A team of international researchers, led by Australian scientists, has identified why some ovarian cancers become resistant to treatment.
In a world-first study, published today in Nature Genetics, the researchers analysed autopsy samples from women who recently died from ovarian cancer to see how their tumours had evolved to evade drug therapies.
Lead author Elizabeth Christie, a specialist in treatment resistance at Peter MacCallum Cancer Centre in Melbourne, said 70 to 80 per cent of women with the most common type of ovarian cancer — high-grade serous carcinoma — become resistant to treatment over time.
"Ovarian cancer is normally very sensitive to first treatment but unfortunately many women will have disease recurrence," said Dr Christie.
"At that point, it can become more difficult to treat as the cancer becomes resistant."
In Australia, around 1,800 women are diagnosed with ovarian cancer every year.
Most cases are diagnosed at an advanced stage, when the disease has spread, contributing to relatively low overall survival rates.

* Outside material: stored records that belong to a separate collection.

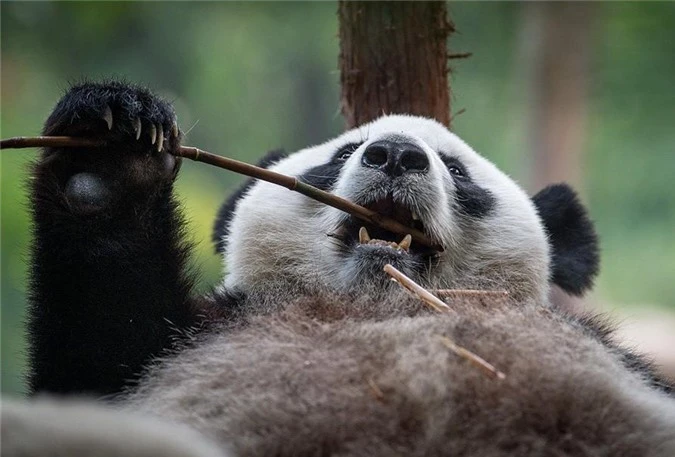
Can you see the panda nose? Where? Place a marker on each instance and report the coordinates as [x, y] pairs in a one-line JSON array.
[[395, 159]]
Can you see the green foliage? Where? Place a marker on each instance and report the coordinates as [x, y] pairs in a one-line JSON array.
[[249, 77]]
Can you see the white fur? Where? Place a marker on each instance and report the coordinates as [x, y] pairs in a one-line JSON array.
[[79, 428], [278, 234]]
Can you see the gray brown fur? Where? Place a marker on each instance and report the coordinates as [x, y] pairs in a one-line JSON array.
[[329, 376]]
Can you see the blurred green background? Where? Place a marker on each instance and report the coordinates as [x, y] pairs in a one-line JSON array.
[[249, 77]]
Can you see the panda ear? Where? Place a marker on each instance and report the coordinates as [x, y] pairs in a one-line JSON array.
[[574, 244]]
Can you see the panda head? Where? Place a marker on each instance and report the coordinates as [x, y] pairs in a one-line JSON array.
[[414, 170]]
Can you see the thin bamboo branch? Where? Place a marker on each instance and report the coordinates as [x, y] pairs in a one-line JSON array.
[[463, 293], [477, 360], [423, 294], [289, 182], [433, 302]]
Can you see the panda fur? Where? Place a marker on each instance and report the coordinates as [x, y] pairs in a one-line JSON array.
[[307, 348]]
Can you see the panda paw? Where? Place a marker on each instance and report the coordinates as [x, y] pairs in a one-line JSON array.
[[136, 160]]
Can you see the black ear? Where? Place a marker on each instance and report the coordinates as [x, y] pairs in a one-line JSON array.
[[574, 244], [221, 227]]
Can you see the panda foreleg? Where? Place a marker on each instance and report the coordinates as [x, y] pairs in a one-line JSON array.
[[109, 289]]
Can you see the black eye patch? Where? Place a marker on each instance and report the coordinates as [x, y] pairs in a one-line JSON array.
[[324, 176], [221, 227], [473, 200]]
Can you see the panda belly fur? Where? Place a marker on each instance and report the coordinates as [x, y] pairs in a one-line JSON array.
[[307, 348]]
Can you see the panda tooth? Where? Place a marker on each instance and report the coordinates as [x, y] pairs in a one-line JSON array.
[[160, 138], [405, 242], [364, 237]]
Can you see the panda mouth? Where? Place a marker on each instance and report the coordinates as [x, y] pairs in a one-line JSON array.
[[363, 235]]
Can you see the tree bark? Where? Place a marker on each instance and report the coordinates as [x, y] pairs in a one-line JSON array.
[[393, 59]]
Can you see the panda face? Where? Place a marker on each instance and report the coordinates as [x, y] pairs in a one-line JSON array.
[[408, 168]]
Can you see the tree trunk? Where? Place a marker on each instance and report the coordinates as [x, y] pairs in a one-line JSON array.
[[393, 59]]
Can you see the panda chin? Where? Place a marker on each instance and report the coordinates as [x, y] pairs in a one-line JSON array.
[[369, 248]]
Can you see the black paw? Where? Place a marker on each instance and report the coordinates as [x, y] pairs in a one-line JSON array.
[[139, 134]]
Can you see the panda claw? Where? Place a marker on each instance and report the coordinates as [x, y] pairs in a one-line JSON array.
[[107, 116], [364, 237], [405, 242], [137, 127], [160, 138], [153, 134]]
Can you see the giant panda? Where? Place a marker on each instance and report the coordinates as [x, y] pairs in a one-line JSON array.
[[307, 347]]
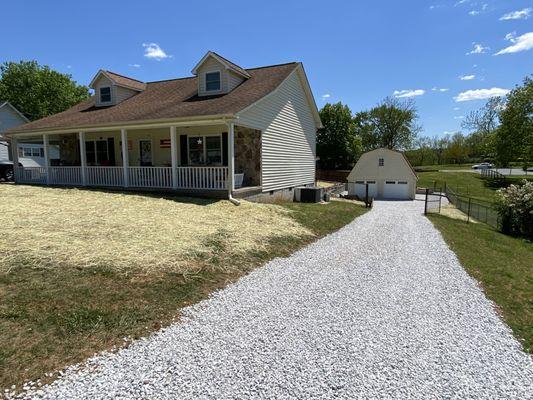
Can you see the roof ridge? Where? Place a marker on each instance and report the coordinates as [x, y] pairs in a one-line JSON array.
[[273, 65], [246, 69], [123, 76]]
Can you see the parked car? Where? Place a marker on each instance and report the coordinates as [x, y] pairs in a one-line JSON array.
[[483, 166], [6, 170]]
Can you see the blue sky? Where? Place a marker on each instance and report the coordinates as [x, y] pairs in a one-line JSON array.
[[357, 52]]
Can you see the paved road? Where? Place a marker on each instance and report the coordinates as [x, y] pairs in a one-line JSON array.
[[380, 309], [503, 171]]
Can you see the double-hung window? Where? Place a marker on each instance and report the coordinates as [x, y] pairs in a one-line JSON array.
[[205, 150], [105, 94], [212, 81]]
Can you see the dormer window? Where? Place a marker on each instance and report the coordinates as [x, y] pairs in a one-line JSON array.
[[105, 94], [212, 81]]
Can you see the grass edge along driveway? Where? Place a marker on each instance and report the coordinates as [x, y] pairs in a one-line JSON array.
[[54, 315], [503, 267]]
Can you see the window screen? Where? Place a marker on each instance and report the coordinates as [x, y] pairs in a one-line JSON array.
[[212, 81], [105, 94]]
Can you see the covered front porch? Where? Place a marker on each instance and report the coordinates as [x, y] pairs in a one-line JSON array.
[[196, 158]]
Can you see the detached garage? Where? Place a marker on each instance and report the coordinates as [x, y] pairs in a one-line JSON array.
[[388, 173]]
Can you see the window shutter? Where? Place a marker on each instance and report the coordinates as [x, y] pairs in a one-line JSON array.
[[225, 148], [183, 150], [111, 150]]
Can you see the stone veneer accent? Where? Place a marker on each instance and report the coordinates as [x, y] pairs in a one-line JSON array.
[[248, 155]]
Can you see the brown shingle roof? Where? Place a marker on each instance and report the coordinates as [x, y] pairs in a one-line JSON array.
[[162, 100], [122, 80]]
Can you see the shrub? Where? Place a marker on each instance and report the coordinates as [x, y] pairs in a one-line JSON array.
[[515, 206]]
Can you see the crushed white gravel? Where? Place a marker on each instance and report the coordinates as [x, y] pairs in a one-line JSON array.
[[380, 309]]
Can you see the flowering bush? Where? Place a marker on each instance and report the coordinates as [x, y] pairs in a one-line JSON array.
[[515, 206]]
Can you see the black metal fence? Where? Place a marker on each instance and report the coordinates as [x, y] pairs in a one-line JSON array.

There is no early detection test for ovarian cancer, and symptoms — which include bloating, difficulty eating or feeling full quickly, frequent or urgent urination, and back, abdominal or pelvic pain — are often absent or misdiagnosed in the cancer's early stages.
Dr Christie said better understanding the way cancer cells develop resistance to treatment would pave the way for new techniques to treat the deadly cancer.
"Uncovering the process that causes treatment resistance in ovarian cancer allows us to focus on finding new therapies that target these resistance mechanisms early and improve outcomes for patients."
Multiple resistance mechanisms identified
Using a combination of genomic sequencing, targeted DNA sequencing, and information about immune cells and proteins, Dr Christie and her colleagues analysed almost 400 tumour samples from 15 patients.
"These women donated their bodies to science after passing away," Dr Christie said.
All patients had been diagnosed with high-grade serous ovarian cancer with a BRCA1/2 gene mutation, and all agreed to undergo an autopsy immediately after their death.
"We focused on patients with BRCA1/2 mutations as they are more common in ovarian cancer than other cancer types, and as these patients will often develop acquired resistance to treatment," Dr Christie said.
Through studying the samples, the researchers identified nine different mechanisms that caused ovarian cancer cells to resist treatment, with one particular mechanism driving resistance in almost half of patients.
"We also identified that, in many patients, the cancers had developed multiple mechanisms to resist treatment."
Despite the small number of patients involved in the study, Dr Christie said the research provided a valuable insight into end-stage disease and the evolution of resistance in response to treatment.
"It's hard to generalise [the findings] across all patients, but it's given us an understanding of how complicated the disease becomes as the cancer becomes more resistant," she said.
"Resistance comes at all different levels — it's not just DNA, but also RNA and proteins."
Paving the way for better treatments
In recent years, drugs known as PARP inhibitors have been successfully used to treat some women with advanced ovarian cancer caused by defective BRCA genes.
PARP is a protein that plays an important role in DNA damage repair. As a cancer treatment, PARP inhibitors block the activity of the protein, meaning cancer cells are unable to repair themselves, and they die.
But patients with recurring cancer can still develop resistance to these drugs, said cancer epidemiologist Penny Webb.
"They work really well until they stop working."
Professor Webb, who leads the Gynaecological Cancers Group at the QIMR Berghofer Medical Research Institute in Queensland, said the study — which she was not involved in — could help to address the limitations of PARP inhibitors and other therapeutics.
"The more we know about why they stop working, the better chance we have of solving that problem," she said.
"[The researchers] found there were a lot of different things going on, even within one woman, so there's not one consistent mechanism that explains why the cancer has become resistant.
"It suggests that if we could stop resistance happening in the first place that would be better, because once it's happened, it's going to be complex to treat. There's probably not one solution."
Dr Christie said the findings would help scientists rethink the way current drug therapies are delivered, as well as contribute to the development of new treatments.
"In an ideal world, we'd use existing treatments but think about new combinations for some patients, or giving them at different times, including earlier in the disease," she said.
"But we also think we'll need to start looking at new drugs that can prevent resistance, or be more effective if it develops."